Phrasal verbs- ‘take’ part 4
Here is the final part of our look at some common expressions using the verb ‘to take ‘ combined with particles:
‘to take up’ means to start doing a hobby or activity.
- Since he retired, he’s taken up golf.
- I’m thinking of taking up yoga. It will help me relax.
‘to take up’ also means to take a particular quantity of space or time.
- This sofa is too big. It takes up too much space.
- I’m going to stop going to the classes. They take up too much time.
‘to take up’ can also mean to remove something which is fixed down to a surface.
- We’re taking up the tiles and replacing them with a new ones.
- We are going to take up the old floor in the kitchen and put in a wooden one.
‘to take up’ also means to accept an offer or opportunity.
- I’m going to take up your offer of a lift. Can you pick me up at seven?
- He’s going to take up that job offer and move to the office in London.
‘to take up’ means to continue an activity that had been interrupted.
- Jenny came back and took up the story where she had left off.
- When Pete had to leave, I took up the story where he had finished.
‘to take up’ also means to shorten a piece of clothing.
- I’m so short that when I buy jeans, I always have to take them up.
- I had to take the sleeves up a couple of inches as my arms are not as long as yours.
‘to take someone up on something’ means to accept an offer someone has made.

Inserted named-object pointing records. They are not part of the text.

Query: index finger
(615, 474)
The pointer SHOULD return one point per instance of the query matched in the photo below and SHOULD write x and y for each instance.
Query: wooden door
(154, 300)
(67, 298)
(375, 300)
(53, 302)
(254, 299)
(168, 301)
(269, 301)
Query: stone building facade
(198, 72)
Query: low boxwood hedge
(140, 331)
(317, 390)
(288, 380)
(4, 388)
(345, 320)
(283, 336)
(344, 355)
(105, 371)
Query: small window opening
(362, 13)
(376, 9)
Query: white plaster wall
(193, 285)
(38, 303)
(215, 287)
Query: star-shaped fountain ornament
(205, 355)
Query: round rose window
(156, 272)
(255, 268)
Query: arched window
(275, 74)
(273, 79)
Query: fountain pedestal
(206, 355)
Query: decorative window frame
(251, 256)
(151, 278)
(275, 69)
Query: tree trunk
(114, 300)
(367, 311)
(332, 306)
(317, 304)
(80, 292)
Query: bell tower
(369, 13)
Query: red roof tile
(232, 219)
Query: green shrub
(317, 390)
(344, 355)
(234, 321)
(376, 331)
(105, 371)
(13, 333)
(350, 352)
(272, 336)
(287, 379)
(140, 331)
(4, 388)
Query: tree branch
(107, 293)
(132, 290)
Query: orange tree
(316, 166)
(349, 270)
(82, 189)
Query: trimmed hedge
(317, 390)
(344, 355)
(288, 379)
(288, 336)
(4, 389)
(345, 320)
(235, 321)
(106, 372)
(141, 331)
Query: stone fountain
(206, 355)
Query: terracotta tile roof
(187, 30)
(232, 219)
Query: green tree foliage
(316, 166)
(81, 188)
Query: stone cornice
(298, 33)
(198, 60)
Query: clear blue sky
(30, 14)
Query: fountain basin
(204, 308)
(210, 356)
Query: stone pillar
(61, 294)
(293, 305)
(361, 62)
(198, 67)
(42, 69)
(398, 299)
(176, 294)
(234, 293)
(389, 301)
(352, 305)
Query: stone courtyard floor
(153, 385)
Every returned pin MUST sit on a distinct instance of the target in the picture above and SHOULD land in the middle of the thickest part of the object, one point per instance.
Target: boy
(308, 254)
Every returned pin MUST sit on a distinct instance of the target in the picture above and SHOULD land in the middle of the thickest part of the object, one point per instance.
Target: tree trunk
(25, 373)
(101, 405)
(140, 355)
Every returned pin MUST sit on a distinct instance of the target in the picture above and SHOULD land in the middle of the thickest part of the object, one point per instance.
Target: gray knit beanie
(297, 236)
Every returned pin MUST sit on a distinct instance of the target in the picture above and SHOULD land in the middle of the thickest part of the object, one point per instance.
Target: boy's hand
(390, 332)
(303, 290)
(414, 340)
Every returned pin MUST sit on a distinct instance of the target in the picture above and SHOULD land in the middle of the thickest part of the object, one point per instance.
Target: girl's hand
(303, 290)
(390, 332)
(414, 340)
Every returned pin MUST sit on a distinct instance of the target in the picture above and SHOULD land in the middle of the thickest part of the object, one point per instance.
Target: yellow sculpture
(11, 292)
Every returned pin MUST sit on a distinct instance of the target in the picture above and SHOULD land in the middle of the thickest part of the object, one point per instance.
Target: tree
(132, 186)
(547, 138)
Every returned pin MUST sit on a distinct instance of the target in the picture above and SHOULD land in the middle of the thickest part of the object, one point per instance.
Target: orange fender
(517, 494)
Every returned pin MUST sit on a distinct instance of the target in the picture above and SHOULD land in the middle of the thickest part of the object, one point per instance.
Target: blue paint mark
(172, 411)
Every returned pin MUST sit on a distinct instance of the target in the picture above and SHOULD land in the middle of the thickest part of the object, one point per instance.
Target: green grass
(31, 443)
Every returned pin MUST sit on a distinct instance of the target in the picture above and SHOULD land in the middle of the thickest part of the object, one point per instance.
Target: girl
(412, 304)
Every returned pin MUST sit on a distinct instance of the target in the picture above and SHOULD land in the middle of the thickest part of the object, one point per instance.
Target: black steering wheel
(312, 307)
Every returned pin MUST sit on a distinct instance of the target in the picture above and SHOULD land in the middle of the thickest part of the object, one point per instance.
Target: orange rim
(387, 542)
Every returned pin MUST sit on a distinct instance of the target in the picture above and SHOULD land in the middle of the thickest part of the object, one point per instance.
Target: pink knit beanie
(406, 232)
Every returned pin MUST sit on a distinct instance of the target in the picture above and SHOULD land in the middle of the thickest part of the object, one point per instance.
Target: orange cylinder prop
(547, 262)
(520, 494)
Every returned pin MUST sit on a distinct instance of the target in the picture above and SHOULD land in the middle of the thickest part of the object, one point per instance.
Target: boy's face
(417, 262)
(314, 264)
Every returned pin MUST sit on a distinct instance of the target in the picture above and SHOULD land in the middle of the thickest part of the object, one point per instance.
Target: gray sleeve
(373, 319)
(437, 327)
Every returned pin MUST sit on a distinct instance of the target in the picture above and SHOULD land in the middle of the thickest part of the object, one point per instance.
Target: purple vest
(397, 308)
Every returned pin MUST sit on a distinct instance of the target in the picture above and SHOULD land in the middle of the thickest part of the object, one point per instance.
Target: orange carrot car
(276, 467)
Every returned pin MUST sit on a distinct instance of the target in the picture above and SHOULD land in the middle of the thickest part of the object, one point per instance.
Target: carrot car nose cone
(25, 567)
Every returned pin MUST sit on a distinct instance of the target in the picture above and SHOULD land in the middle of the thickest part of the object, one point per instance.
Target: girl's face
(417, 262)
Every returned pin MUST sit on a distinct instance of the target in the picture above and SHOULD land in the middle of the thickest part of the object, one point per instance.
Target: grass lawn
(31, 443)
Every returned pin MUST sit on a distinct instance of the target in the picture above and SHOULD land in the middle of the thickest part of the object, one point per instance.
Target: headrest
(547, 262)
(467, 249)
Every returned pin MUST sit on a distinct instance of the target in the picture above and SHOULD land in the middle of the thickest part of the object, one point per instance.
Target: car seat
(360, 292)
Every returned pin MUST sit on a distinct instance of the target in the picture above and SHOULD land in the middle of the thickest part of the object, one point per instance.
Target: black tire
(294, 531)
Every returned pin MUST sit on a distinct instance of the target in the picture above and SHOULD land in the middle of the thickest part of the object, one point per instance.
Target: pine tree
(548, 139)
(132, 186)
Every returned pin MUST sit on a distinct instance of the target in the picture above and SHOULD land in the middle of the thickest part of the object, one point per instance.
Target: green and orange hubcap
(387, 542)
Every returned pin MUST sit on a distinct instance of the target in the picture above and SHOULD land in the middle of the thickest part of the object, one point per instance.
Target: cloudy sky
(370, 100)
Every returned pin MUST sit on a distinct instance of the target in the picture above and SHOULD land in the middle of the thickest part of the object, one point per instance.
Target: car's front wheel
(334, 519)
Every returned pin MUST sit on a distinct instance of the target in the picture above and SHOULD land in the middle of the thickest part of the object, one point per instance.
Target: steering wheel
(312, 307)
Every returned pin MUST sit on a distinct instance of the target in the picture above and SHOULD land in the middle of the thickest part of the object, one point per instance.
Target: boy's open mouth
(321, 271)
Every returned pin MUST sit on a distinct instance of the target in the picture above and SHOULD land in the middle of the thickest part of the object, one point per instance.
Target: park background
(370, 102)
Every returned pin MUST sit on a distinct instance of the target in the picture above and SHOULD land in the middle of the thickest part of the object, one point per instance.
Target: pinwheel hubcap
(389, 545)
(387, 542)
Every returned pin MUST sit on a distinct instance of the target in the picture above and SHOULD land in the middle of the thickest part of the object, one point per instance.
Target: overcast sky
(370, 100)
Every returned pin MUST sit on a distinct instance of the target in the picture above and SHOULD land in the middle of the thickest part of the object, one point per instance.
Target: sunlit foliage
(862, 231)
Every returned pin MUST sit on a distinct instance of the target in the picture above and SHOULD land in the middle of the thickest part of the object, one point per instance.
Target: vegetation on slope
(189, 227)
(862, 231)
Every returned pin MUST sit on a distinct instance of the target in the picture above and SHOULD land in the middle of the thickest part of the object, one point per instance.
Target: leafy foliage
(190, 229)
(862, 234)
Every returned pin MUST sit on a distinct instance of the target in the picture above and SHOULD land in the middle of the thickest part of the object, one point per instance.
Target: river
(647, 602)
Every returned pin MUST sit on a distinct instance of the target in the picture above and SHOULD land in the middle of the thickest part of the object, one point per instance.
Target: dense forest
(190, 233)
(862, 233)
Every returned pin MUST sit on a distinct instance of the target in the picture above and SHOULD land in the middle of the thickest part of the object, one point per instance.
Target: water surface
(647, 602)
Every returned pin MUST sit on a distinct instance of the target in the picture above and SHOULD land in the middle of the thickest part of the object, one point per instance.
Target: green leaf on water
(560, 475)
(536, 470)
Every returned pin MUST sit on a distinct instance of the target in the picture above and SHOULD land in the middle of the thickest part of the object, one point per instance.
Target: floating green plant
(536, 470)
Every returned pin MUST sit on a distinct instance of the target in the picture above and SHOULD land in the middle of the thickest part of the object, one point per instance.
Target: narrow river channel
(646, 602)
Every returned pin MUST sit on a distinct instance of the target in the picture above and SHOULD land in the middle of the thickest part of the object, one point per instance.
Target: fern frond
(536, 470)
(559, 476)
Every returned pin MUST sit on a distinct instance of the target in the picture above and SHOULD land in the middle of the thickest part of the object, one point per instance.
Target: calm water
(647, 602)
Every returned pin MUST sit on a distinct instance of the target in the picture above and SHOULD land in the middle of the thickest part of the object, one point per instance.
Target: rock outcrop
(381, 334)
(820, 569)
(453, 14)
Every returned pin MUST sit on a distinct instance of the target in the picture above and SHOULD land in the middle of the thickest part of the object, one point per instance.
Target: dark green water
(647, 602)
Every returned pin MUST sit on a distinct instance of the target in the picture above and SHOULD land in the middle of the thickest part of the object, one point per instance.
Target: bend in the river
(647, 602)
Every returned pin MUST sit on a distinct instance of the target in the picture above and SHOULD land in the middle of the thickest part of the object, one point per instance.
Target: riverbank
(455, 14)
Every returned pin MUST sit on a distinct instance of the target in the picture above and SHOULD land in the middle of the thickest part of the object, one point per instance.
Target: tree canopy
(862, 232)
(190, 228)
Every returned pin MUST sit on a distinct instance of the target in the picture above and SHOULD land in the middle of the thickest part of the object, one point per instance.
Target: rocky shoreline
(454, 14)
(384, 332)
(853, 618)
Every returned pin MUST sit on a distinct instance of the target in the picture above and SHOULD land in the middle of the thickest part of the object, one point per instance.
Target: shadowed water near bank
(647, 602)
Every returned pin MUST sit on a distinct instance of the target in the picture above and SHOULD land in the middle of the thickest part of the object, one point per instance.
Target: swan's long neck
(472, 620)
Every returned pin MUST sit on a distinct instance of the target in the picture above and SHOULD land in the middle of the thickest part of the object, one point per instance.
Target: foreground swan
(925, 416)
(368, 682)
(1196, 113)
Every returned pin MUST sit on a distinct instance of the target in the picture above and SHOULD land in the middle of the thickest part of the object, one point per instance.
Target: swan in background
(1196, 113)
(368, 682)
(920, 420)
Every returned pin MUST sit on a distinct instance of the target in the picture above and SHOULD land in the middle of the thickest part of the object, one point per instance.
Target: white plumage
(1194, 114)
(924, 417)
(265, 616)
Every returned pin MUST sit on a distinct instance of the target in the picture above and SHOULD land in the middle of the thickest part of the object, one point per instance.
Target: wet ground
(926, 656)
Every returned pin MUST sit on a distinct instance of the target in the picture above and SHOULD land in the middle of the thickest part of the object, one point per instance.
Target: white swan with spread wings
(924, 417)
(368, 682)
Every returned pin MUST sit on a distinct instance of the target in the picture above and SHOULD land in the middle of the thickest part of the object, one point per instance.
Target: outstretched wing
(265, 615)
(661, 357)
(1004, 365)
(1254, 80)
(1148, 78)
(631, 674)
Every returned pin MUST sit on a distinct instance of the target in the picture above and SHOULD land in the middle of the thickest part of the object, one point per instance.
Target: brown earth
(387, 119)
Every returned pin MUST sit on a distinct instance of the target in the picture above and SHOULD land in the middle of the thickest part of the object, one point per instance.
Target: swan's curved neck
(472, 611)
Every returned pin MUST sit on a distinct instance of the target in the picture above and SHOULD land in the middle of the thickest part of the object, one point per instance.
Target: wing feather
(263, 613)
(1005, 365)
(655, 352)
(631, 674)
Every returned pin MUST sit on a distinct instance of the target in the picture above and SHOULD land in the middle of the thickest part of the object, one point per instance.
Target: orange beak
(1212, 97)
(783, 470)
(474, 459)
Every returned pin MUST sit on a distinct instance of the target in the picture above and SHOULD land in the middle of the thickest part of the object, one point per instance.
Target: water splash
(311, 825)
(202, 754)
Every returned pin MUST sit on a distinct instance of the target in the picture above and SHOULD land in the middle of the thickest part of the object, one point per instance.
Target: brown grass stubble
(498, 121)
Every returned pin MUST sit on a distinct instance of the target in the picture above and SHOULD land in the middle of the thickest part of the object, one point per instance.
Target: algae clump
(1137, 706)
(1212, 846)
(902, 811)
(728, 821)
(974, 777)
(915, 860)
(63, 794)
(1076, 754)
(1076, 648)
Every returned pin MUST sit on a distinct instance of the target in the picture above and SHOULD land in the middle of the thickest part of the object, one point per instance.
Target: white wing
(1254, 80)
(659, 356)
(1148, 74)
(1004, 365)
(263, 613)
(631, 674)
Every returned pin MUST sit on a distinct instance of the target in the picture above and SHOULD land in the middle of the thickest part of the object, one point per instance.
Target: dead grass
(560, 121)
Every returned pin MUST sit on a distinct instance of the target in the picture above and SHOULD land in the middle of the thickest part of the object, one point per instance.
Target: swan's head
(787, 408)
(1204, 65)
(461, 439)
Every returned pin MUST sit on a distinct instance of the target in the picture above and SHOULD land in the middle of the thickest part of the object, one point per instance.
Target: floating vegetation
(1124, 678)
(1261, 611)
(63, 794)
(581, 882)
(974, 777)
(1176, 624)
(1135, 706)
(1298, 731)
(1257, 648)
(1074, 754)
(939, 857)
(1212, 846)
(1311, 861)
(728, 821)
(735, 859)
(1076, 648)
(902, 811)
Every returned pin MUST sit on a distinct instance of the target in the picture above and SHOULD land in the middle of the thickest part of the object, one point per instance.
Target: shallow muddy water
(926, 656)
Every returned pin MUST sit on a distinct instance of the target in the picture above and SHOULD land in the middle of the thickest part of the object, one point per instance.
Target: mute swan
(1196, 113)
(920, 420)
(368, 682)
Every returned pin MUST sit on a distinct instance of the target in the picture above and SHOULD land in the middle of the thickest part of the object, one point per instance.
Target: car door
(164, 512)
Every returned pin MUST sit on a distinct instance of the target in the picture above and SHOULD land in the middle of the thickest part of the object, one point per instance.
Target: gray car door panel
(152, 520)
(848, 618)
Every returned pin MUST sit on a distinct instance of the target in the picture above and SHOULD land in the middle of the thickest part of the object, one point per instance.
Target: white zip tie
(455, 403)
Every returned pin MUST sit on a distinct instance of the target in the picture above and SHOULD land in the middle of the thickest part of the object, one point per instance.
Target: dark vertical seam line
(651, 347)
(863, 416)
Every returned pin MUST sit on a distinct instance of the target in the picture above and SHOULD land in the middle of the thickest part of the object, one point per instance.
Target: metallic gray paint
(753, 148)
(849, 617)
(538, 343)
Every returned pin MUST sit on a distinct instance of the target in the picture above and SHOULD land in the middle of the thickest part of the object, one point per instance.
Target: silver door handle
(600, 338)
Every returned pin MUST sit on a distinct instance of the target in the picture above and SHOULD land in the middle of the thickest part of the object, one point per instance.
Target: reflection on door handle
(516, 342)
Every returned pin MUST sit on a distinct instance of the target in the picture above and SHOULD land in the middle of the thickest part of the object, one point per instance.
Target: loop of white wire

- Bill offered me a ride home so I took him up on it.
- I don’t know whether to take my parents up on their offer of a loan to buy my car.
‘to take someone up on something’ can also mean to ask for an explanation of what they have said or done.
- You should have taken him up on it. You can’t let him say things like that.
- I took her up on what she said because I didn’t think it was true.
‘to take up with someone’ means to start a relationship with someone.
- She’s taken up with Johnny who is almost 5 years older than her.
- He took up with a rough gang of boys who lived just down the street.
‘to take something upon yourself’ means to decide to do something without asking first.
- She took it upon herself. If she had asked me, I’d have done it.
- Harry has taken it upon himself to organise everything without talking to us first.